Kakao’s crosstown rival Naver also announced its plan to launch a new AI search service called SearchGPT in the first half of this year.

During the earnings call, Kakao Chief Investment Officer Bae Jae-hyun also highlighted KoGPT’s “high level of cost-effectiveness” as an advantage which would use fewer parameters than competing AI models to achieve the same level of performance.

When asked about the amount of investment put into the KoGPT service, the CIO said: “We will not make a significant increase in the level of investment (on KoGPT) from our previous investments on other AI projects made through Kakao Brain and Kakao Enterprise.”

Before Friday’s earnings call, the tech behemoth released its 2022 earnings report before the opening on the Korea Exchange.

Kakao said its 2022 operating profit fell 2.4 percent from the same period a year before to 508.5 billion won ($402 million). The company marked its first negative growth in four years, recording 8.2 percent from the previous year's 9.7 percent.

The company's net profit came in at 1.02 trillion won on a consolidated basis in 2022, down 38 percent from the previous year’s profit of 1.64 trillion won. Its annual sales, however, rose 15.8 percent on-year to 7.1 trillion won in the same year.

For the October-December period, Kakao posted 100.4 billion won in operating profit, down 5.8 percent from a year prior.

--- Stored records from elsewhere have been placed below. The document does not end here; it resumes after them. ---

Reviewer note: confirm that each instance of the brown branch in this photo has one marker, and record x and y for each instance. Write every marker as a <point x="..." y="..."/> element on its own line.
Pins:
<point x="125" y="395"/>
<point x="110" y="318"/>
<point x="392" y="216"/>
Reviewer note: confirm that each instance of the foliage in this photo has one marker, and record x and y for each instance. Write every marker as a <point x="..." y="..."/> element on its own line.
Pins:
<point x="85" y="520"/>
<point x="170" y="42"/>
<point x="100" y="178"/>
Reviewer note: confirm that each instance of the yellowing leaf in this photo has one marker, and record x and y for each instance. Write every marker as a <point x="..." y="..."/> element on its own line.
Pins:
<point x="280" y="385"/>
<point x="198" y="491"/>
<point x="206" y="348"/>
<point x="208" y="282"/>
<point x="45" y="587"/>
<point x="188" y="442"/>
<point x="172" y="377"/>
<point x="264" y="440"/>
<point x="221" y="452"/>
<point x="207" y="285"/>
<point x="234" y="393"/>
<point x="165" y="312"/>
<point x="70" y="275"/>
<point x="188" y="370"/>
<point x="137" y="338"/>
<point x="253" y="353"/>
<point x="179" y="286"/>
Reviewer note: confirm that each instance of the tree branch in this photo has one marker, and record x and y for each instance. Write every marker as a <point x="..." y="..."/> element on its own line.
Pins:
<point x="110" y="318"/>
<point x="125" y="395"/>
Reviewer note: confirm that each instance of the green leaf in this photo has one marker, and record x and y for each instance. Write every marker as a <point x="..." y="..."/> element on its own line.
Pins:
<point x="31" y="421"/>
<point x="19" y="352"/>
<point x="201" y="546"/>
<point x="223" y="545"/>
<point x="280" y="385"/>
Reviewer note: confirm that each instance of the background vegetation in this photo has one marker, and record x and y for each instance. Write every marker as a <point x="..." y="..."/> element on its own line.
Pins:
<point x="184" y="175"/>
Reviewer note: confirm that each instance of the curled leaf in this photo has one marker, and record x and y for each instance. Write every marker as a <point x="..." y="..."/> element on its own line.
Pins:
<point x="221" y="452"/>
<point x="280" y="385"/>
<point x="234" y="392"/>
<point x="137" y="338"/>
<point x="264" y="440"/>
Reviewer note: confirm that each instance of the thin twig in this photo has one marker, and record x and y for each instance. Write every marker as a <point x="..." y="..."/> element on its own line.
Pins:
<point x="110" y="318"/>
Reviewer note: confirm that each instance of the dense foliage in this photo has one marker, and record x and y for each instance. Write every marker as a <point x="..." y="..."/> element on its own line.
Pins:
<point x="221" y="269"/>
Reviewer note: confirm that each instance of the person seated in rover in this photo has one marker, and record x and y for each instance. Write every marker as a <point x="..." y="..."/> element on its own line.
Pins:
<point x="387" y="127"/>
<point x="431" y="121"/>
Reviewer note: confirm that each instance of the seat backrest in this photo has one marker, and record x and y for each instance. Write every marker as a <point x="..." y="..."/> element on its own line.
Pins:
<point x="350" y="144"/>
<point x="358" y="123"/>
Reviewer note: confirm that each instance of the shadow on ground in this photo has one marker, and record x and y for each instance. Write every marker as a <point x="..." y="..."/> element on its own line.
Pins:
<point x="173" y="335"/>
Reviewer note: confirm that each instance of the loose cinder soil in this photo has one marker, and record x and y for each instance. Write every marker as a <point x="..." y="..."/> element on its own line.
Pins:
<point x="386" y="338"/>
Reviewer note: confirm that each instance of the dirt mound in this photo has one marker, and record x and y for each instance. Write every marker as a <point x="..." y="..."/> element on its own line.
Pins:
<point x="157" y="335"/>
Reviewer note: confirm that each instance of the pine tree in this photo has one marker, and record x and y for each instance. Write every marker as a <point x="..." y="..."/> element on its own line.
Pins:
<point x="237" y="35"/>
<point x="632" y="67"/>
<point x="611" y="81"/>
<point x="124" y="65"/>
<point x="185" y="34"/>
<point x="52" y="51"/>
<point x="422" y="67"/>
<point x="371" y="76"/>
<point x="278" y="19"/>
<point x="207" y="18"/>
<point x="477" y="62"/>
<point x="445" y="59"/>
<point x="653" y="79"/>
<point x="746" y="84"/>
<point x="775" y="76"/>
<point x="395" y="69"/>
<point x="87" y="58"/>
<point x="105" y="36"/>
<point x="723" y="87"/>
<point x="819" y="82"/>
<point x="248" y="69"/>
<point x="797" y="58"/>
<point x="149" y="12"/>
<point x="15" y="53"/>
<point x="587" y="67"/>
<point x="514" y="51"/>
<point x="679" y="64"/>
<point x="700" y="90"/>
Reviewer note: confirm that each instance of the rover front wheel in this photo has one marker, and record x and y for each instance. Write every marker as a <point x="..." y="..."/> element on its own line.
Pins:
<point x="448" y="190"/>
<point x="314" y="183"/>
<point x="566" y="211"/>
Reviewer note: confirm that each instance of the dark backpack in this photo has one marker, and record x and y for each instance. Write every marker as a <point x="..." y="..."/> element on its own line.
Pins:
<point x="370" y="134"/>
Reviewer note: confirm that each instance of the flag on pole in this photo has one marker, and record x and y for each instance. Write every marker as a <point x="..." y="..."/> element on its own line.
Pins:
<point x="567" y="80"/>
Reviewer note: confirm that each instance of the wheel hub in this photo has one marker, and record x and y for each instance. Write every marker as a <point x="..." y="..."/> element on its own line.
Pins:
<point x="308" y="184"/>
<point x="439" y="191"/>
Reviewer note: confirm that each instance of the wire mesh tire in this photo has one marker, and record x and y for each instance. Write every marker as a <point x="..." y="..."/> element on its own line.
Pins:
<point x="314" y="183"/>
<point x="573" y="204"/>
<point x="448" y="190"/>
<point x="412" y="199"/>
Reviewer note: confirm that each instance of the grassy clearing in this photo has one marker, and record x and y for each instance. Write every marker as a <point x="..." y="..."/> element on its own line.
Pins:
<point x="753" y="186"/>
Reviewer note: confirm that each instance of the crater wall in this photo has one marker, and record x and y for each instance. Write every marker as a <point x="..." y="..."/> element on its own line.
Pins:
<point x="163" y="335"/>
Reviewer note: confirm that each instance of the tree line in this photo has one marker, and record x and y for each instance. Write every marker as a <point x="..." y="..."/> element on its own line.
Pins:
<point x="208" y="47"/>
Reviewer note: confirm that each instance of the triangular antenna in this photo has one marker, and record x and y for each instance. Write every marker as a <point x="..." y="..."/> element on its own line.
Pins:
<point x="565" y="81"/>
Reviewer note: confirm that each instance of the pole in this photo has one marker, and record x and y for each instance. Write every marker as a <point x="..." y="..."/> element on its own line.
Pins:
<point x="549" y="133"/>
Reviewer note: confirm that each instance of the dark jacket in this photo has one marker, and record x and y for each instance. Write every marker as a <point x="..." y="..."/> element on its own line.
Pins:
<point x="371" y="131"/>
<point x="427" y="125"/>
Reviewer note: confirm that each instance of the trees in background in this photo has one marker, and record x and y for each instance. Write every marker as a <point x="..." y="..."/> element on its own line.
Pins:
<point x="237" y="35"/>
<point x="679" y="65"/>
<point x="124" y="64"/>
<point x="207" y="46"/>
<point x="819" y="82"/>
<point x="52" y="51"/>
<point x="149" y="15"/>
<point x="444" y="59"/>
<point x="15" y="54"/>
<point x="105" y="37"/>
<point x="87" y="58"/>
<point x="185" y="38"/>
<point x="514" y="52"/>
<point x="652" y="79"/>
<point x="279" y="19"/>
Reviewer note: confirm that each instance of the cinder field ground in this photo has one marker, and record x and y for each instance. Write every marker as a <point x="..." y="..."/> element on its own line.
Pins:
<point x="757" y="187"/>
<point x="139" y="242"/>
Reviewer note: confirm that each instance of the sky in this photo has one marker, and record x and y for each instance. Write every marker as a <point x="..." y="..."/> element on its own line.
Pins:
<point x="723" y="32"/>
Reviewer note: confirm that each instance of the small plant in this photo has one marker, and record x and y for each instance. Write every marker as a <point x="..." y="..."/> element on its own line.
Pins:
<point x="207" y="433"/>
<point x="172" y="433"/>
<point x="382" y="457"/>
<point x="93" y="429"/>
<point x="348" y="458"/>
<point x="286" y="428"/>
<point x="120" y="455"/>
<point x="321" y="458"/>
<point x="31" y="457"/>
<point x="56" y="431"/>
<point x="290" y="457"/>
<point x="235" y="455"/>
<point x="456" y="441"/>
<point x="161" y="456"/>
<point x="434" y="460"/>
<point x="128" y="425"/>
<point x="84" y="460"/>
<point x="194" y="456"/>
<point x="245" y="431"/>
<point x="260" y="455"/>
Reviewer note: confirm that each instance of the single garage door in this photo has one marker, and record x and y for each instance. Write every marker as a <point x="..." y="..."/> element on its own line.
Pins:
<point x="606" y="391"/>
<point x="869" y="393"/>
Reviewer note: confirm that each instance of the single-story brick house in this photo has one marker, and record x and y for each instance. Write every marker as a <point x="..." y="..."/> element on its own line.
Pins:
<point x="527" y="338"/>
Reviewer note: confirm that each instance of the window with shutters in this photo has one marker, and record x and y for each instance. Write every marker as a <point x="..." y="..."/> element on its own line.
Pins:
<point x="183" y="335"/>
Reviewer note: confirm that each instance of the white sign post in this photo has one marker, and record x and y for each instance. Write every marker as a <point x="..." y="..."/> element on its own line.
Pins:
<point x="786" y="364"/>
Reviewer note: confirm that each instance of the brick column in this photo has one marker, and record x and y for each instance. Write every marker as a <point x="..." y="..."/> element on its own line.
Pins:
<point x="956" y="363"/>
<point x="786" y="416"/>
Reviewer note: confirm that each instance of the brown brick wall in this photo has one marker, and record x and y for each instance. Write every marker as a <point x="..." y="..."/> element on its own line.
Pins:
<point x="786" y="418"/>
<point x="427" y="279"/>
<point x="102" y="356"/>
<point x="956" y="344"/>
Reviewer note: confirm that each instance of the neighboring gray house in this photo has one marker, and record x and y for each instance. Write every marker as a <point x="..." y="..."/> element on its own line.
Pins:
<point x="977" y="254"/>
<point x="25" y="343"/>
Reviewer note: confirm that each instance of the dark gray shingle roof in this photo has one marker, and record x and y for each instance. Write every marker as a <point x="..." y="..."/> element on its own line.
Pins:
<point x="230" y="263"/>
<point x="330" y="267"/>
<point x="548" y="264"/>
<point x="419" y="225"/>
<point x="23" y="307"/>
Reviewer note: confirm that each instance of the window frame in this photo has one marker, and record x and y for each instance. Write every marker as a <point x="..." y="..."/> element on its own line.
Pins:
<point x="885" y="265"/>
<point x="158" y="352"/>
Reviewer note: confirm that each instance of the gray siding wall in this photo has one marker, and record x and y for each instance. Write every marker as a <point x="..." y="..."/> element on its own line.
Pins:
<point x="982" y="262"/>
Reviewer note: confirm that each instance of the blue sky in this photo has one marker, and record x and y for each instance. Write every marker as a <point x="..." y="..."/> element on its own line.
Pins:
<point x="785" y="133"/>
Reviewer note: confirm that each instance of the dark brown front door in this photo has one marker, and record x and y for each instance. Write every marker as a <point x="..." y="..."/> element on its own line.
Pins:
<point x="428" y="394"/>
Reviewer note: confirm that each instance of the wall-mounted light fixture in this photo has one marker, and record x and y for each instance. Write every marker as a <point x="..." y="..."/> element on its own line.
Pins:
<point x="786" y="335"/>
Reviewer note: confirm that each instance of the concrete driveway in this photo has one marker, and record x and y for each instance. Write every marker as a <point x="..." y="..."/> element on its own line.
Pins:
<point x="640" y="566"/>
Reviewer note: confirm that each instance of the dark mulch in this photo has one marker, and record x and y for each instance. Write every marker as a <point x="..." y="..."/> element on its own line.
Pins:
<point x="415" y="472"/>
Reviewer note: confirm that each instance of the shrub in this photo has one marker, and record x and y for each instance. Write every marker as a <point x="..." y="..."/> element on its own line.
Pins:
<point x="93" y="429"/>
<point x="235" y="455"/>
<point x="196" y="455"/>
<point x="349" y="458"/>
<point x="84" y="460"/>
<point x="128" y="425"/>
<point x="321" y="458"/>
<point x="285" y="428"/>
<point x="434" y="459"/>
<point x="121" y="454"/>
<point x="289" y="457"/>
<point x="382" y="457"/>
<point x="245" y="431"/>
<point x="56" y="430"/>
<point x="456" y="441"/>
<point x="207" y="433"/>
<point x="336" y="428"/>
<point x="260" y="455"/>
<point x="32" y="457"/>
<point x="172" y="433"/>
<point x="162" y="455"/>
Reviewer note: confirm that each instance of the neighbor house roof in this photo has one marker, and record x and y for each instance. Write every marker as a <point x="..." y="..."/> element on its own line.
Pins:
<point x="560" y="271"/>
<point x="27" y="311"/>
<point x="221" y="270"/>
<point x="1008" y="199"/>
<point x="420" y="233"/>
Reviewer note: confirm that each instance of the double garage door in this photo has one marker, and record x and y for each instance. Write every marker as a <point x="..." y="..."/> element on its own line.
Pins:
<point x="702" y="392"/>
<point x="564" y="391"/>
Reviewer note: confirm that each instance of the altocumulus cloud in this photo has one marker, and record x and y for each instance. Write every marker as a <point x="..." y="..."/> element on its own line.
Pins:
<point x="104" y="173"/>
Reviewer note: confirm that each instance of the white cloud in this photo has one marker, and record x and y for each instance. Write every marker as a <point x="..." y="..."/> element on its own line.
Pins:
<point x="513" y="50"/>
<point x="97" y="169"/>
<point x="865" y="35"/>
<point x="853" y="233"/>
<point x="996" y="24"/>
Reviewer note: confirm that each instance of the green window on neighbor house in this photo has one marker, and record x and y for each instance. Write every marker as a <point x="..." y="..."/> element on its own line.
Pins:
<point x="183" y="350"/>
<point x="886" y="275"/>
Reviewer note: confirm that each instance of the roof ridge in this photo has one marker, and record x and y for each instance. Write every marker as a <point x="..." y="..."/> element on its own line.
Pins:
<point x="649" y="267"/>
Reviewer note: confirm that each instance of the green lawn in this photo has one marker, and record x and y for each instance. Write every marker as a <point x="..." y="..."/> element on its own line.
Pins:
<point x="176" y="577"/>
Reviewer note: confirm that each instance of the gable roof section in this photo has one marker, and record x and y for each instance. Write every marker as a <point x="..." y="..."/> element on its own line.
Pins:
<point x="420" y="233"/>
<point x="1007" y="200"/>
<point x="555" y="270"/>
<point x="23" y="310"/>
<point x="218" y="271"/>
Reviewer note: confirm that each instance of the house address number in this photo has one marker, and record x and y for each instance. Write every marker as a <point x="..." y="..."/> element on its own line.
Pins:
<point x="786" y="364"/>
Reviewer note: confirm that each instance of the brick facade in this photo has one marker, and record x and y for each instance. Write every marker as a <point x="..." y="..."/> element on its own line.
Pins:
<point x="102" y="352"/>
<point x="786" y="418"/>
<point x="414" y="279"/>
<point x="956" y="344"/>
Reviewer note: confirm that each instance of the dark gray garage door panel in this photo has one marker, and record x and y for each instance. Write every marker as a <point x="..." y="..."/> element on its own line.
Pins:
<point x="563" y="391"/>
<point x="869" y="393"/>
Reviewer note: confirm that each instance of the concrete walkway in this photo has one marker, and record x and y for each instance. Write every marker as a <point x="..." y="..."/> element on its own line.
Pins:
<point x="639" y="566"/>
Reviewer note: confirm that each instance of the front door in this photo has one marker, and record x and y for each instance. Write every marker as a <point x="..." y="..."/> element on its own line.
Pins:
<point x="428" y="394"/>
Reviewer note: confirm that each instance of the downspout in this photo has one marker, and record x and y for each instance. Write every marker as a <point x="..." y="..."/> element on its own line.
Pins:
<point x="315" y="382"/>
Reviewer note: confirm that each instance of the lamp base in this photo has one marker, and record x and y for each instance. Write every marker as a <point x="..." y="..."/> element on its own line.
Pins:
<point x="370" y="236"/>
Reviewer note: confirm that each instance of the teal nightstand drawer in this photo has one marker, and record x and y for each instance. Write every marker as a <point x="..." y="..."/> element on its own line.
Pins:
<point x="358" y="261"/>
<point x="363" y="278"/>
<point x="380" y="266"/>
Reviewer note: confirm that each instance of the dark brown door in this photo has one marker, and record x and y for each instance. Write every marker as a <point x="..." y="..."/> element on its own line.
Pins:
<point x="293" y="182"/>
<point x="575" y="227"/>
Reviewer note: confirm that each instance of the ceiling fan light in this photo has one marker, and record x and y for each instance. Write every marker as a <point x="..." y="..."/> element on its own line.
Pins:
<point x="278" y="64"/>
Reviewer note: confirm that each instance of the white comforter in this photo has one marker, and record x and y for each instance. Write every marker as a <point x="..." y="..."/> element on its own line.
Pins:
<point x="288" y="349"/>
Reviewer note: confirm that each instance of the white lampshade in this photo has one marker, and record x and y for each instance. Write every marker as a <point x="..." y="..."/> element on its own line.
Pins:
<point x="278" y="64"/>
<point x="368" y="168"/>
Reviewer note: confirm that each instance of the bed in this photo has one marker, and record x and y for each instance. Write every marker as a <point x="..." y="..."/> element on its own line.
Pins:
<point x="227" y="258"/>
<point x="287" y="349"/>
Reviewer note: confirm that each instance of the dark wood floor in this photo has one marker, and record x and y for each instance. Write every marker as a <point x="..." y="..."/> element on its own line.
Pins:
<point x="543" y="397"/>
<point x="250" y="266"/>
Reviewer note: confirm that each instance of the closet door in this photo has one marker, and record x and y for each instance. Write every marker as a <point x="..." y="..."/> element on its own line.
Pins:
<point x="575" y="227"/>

The figure was slightly higher than the consensus of 96 billion won of local analysts provided by market intelligence FnGuide.

The company’s sales lost 0.6 percent to 1.77 trillion won, while it posted a net loss of 539.3 billion won over the cited period, falling into the red from the same period last year’s profit of 224.1 billion.

Kakao attributed its poor performance last year to slow growth connected to a global economic slowdown, as well as the compensation fees and aftereffects of the massive service disruptions caused by a data center fire in October.